Launching ‘Disorder in the Newsroom’: A study by Media Matters for Democracy on journalists’ perception of their ability to identify and counter misinformation

Launching ‘Disorder in the Newsroom’: A study by Media Matters for Democracy on journalists’ perception of their ability to identify and counter misinformation

ISLAMABAD (1 Feb, 2020) – Around 90 percent of journalists in Pakistan believe that misinformation has had an impact on public trust in media, according to a study conducted by Media Matters for Democracy with support from the Friedrich Naumann Foundation for Freedom (FNF). 

The study titled, Disorder in the Newsroom: The Media’s Perceptions and Response to the Infodemic, aimed at understanding journalists’ perception of their ability to identify and counter misinformation. The research included a survey of 546 journalists along with in-depth interviews of 10 senior reporters and editors in national and international newsrooms based in Pakistan.

Nine out of ten respondents in the survey claimed that they had become more vigilant about fact-checking due to accusations about media’s role in spreading misinformation. Editors interviewed for the study felt that accusations of ‘fake news’ and attacks on journalists on social media had not only made them more vigilant but also fearful of putting out information.

The survey found that 89% of journalists claimed there were discussions in their newsrooms about misinformation. While on the face of it this appears encouraging, the survey indicated that none of the respondents were able to differentiate between misinformation, mal-information and disinformation casting a shadow over their true understanding of integral concepts. 

As pointed out by the editorial staff interviewed for this study, while the concept of fact-checking is not new, the digital mediums at play, however, now require the process to be much faster than it traditionally has been and is. 

The study found that the editorial staff expressed low confidence in their newsroom’s capacity to fact-check information. While 81 percent of reporters surveyed said that their organisations had written guidelines, none of the editors from mainstream Pakistan-based news organisations said they had written fact-checking guidelines. 

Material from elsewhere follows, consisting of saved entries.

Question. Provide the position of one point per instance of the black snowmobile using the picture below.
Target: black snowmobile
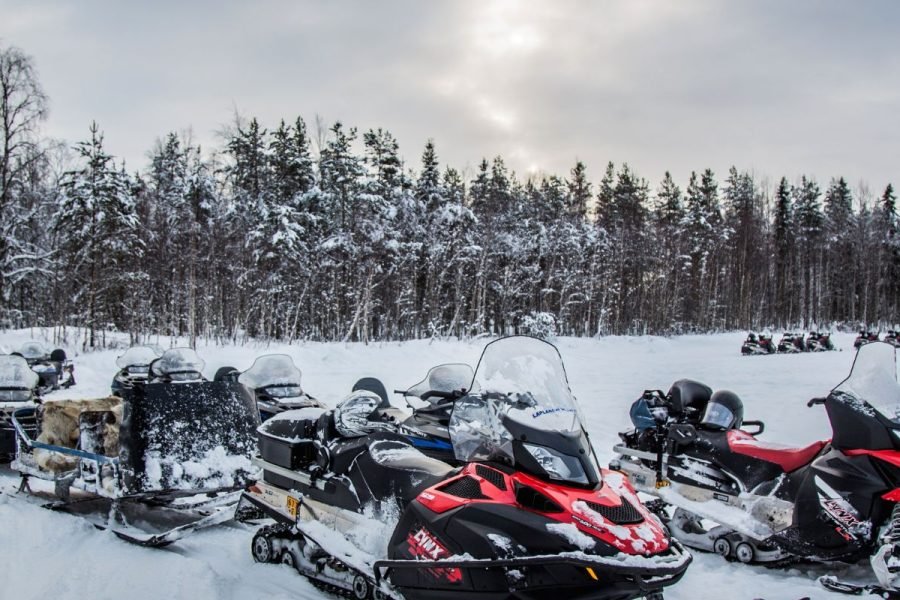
(865, 336)
(762, 345)
(18, 389)
(828, 501)
(791, 343)
(134, 368)
(275, 380)
(165, 459)
(53, 368)
(817, 341)
(359, 509)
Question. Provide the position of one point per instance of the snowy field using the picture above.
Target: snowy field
(49, 555)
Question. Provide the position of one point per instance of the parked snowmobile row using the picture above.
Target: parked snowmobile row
(790, 343)
(833, 500)
(490, 489)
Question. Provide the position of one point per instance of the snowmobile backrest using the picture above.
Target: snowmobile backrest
(370, 384)
(689, 396)
(211, 425)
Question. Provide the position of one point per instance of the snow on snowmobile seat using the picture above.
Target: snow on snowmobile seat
(370, 384)
(788, 458)
(687, 395)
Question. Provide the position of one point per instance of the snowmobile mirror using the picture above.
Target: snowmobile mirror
(683, 435)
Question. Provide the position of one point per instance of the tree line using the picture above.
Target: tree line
(283, 233)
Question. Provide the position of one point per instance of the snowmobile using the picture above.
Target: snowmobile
(134, 368)
(832, 500)
(276, 382)
(791, 343)
(359, 509)
(160, 461)
(819, 342)
(53, 368)
(865, 337)
(762, 345)
(18, 388)
(892, 338)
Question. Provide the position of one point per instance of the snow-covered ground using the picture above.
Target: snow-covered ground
(49, 555)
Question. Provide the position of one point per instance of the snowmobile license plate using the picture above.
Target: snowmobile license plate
(293, 505)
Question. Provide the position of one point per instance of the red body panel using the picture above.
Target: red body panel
(789, 459)
(644, 538)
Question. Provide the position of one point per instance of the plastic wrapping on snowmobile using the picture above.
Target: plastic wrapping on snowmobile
(180, 422)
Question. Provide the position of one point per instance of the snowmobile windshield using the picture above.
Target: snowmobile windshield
(178, 363)
(137, 357)
(34, 350)
(518, 378)
(444, 379)
(874, 380)
(276, 372)
(15, 374)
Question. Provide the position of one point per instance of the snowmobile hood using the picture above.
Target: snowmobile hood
(591, 521)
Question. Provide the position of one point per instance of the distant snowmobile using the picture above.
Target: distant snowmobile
(791, 343)
(134, 368)
(763, 345)
(818, 342)
(276, 382)
(53, 368)
(836, 500)
(359, 509)
(18, 389)
(865, 336)
(165, 459)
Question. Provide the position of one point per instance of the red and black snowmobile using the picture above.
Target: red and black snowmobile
(358, 508)
(834, 500)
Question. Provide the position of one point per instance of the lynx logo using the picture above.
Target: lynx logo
(423, 545)
(840, 511)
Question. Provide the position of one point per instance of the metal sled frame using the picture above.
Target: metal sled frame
(152, 519)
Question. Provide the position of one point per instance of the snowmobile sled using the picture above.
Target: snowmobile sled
(833, 500)
(359, 509)
(160, 461)
(817, 341)
(892, 339)
(865, 337)
(18, 389)
(134, 368)
(276, 382)
(791, 343)
(762, 345)
(53, 368)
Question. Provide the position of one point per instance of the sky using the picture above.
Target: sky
(776, 88)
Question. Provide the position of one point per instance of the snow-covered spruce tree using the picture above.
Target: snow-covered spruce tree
(98, 233)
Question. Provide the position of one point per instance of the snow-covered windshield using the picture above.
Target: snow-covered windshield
(273, 370)
(451, 377)
(874, 379)
(178, 361)
(15, 374)
(519, 378)
(137, 356)
(34, 350)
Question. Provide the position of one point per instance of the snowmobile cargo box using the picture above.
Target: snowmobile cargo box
(288, 440)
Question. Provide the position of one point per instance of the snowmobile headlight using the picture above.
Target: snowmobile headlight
(558, 466)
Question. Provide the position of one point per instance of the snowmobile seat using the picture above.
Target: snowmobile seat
(370, 384)
(787, 457)
(689, 398)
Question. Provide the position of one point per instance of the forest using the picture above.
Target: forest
(292, 231)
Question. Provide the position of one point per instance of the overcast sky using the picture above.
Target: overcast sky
(780, 88)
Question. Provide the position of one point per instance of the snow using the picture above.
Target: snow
(606, 375)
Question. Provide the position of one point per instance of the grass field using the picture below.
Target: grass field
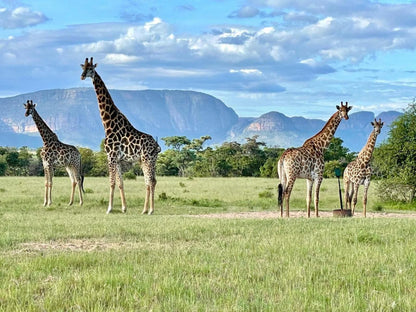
(75, 258)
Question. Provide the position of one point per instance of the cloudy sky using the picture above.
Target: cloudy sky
(298, 57)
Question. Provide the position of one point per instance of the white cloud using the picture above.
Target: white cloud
(20, 17)
(247, 71)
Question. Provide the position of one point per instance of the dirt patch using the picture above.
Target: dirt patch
(299, 214)
(71, 246)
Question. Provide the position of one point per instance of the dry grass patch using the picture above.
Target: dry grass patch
(73, 245)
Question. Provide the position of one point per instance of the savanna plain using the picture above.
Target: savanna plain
(213, 244)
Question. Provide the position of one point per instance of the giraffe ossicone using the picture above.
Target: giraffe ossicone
(55, 153)
(307, 162)
(358, 172)
(123, 142)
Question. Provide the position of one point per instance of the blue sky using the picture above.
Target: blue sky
(298, 57)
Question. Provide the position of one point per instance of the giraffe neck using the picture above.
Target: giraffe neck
(322, 139)
(367, 151)
(45, 132)
(108, 110)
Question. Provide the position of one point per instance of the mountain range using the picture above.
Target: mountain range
(73, 114)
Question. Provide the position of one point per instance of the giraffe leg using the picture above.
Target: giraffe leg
(120, 183)
(146, 200)
(112, 175)
(309, 185)
(351, 195)
(354, 198)
(287, 193)
(73, 185)
(366, 185)
(80, 189)
(46, 196)
(317, 188)
(346, 195)
(49, 191)
(79, 180)
(148, 167)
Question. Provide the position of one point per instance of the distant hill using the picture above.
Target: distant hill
(73, 115)
(279, 130)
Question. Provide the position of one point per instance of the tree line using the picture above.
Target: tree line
(183, 157)
(394, 160)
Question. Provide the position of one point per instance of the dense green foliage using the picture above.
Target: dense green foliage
(184, 157)
(395, 159)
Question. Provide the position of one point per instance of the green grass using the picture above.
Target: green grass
(80, 259)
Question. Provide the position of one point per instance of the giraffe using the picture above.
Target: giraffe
(56, 153)
(307, 162)
(358, 172)
(123, 142)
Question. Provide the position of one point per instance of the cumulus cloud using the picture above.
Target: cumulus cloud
(245, 12)
(301, 45)
(20, 17)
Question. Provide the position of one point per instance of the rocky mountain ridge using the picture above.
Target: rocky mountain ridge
(73, 114)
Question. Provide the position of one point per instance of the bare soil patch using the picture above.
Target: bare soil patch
(300, 214)
(73, 245)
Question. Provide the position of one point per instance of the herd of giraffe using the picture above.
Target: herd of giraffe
(125, 143)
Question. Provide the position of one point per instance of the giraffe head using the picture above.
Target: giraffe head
(377, 126)
(343, 110)
(88, 69)
(29, 106)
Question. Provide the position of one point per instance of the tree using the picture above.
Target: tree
(395, 160)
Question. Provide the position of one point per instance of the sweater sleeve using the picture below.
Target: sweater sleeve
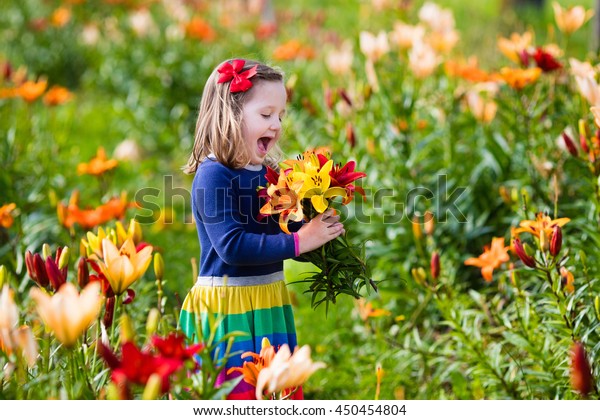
(217, 204)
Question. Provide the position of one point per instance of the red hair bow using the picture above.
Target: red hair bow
(232, 71)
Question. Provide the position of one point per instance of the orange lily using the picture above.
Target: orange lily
(6, 215)
(286, 371)
(98, 165)
(70, 215)
(67, 312)
(293, 49)
(541, 223)
(199, 29)
(30, 91)
(60, 17)
(57, 95)
(469, 70)
(514, 47)
(124, 266)
(250, 370)
(572, 18)
(519, 78)
(492, 258)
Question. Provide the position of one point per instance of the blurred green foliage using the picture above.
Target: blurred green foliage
(452, 337)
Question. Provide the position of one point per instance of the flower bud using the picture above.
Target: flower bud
(3, 276)
(121, 233)
(40, 276)
(29, 264)
(109, 311)
(55, 276)
(429, 223)
(134, 231)
(417, 231)
(83, 273)
(63, 260)
(153, 387)
(581, 374)
(571, 148)
(543, 240)
(435, 265)
(159, 266)
(419, 275)
(556, 241)
(567, 280)
(152, 321)
(584, 131)
(528, 260)
(46, 251)
(329, 95)
(265, 343)
(350, 135)
(129, 296)
(127, 329)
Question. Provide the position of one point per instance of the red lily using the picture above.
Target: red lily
(344, 177)
(173, 347)
(137, 366)
(99, 276)
(46, 272)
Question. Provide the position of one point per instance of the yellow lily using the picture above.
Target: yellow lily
(541, 223)
(124, 266)
(286, 371)
(316, 182)
(251, 370)
(93, 244)
(284, 201)
(134, 231)
(9, 317)
(571, 18)
(68, 313)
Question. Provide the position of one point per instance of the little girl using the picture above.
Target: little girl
(241, 261)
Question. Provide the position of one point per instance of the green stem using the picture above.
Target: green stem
(558, 304)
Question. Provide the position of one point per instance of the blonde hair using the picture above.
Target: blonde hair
(219, 123)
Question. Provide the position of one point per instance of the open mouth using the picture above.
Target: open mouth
(263, 145)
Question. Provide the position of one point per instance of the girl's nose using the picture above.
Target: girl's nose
(276, 125)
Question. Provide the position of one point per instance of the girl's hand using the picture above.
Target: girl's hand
(319, 231)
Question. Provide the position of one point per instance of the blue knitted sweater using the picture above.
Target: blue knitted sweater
(233, 241)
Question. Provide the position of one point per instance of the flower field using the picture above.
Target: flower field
(477, 128)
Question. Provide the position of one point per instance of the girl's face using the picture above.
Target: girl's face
(261, 118)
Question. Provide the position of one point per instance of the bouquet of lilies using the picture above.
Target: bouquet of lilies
(304, 188)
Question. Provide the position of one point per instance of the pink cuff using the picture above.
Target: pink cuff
(296, 244)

This is further aggravated by the fact that 35 percent of respondents said they had not received any kind of formal training on fact-checking.

A more enthusiastic approach to fact-checking as a function during newsgathering does not appear to exist in newsrooms in Pakistan. Financial constraints, lack of resources and training opportunities, and a reluctance to alter newsroom practices and culture have all played their part.

The study recommends developing training modules, and creating synergies between resource-handicapped newsrooms and initiatives working on fact-checking and verifying digital material. It also strongly suggests creation of written guidelines in newsrooms as an important step towards verification. 

The study concludes that in order to ensure a more responsible role of newsrooms in terms of information verification, a cultural shift needs to take place in newsroom, especially those dealing with breaking news, to be equipped to effectively challenge misinformation.